La « revitalisation » des quartiers chassera encore davantage la population existante vers la périphérie. Les loyers seront de moins en moins accessibles pour les ménages modestes, qui se concentreront dans des zones meilleur marché en dehors de la ville. D'un côté, on aura les quartiers huppés, avec de beaux appartements, des lofts de luxe, des magasins de standing, des cafés branchés ; de l'autre, les zones précarisées. C'est là le sens politique du projet actuel : la gentrification du centre-ville. Un habitant des Marolles parle à ce propos de « dératisation de la ville ». On « dératise » les rues, les quartiers, pour chasser le peuple.

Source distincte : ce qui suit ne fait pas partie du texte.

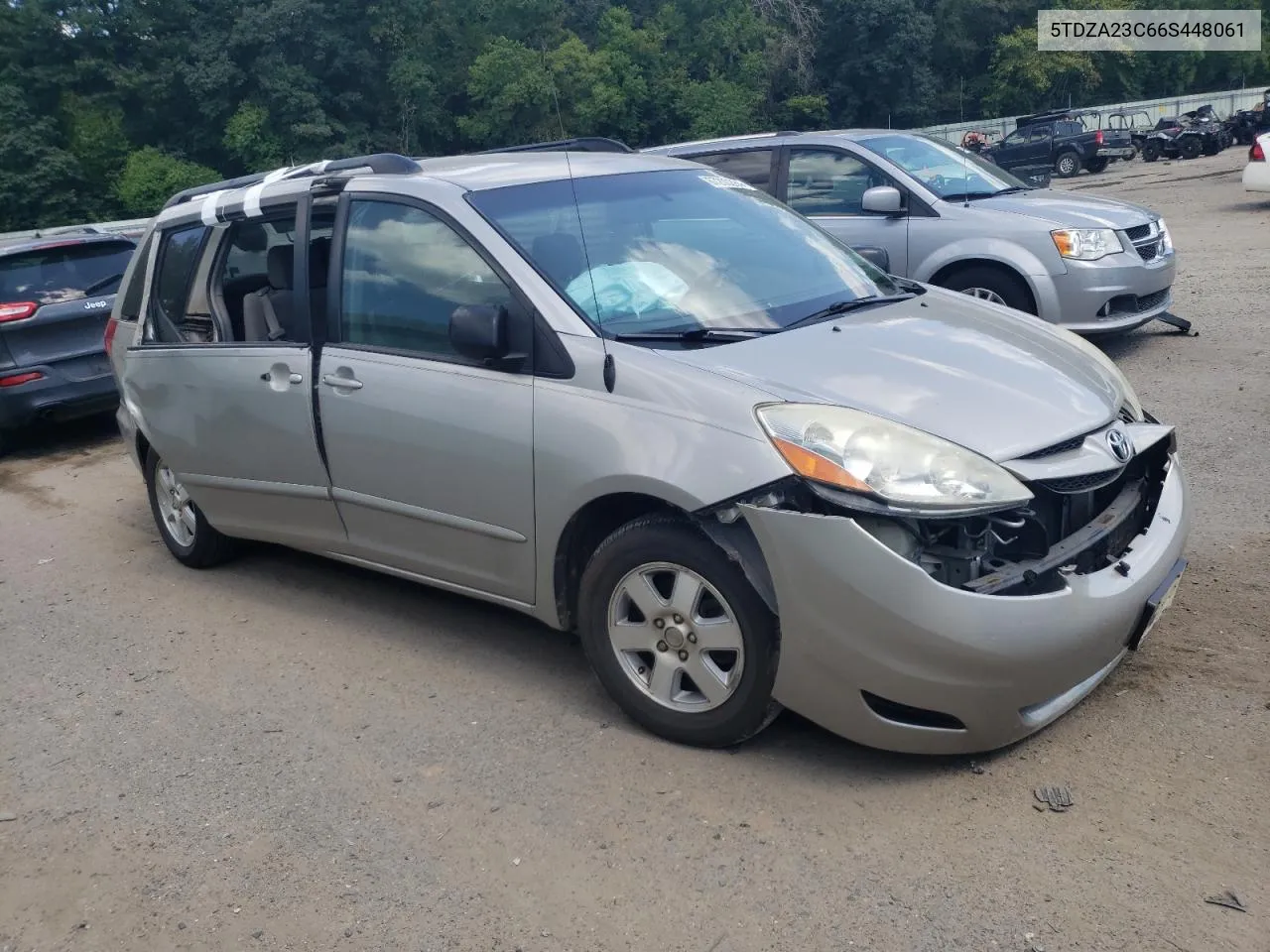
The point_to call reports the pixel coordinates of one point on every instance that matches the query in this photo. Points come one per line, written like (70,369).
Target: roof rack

« Ce nouveau projet a besoin de nouveaux parkings », dit-on. Au profit de qui?

« Naturellement », le projet piétonnier « Un nouveau coeur pour Bruxelles » aurait besoin de nouveaux parkings. D'où le projet d'un parking souterrain sous la place du Jeu de Balle. Dans les textes de la Ville de Bruxelles, on parle à ce propos de « bien-être de la population » et de « donner plus d'air à la population ». Dans la réalité, il s'agit d'attirer des touristes et des navetteurs en leur offrant des parkings souterrains dans le Pentagone. « A Bruxelles, il faut développer notre atout principal : le tourisme national et international. Pour ce faire, il faut construire des parkings supplémentaires », a déclaré l'Echevine de la mobilité et des travaux publics Els Ampe (Open VLD), lors d'une assemblée dans les Marolles. Et d'ajouter que c'était nécessaire pour « faciliter l'accès aux casinos, magasins et hôtels ». L’explosion de rage populaire qu'ont suscitée ces mots pouvait s'entendre à un kilomètre à la ronde. « Il y a des parkings existants, comme à la Porte de Halle, et qui ne sont jamais pleins, et vous venez en construire ici, sous notre place, tuant toute le vie économique du quartier ! », criaient les Marolliens présents. « Pourquoi construire ce parking ? Au profit de qui ? »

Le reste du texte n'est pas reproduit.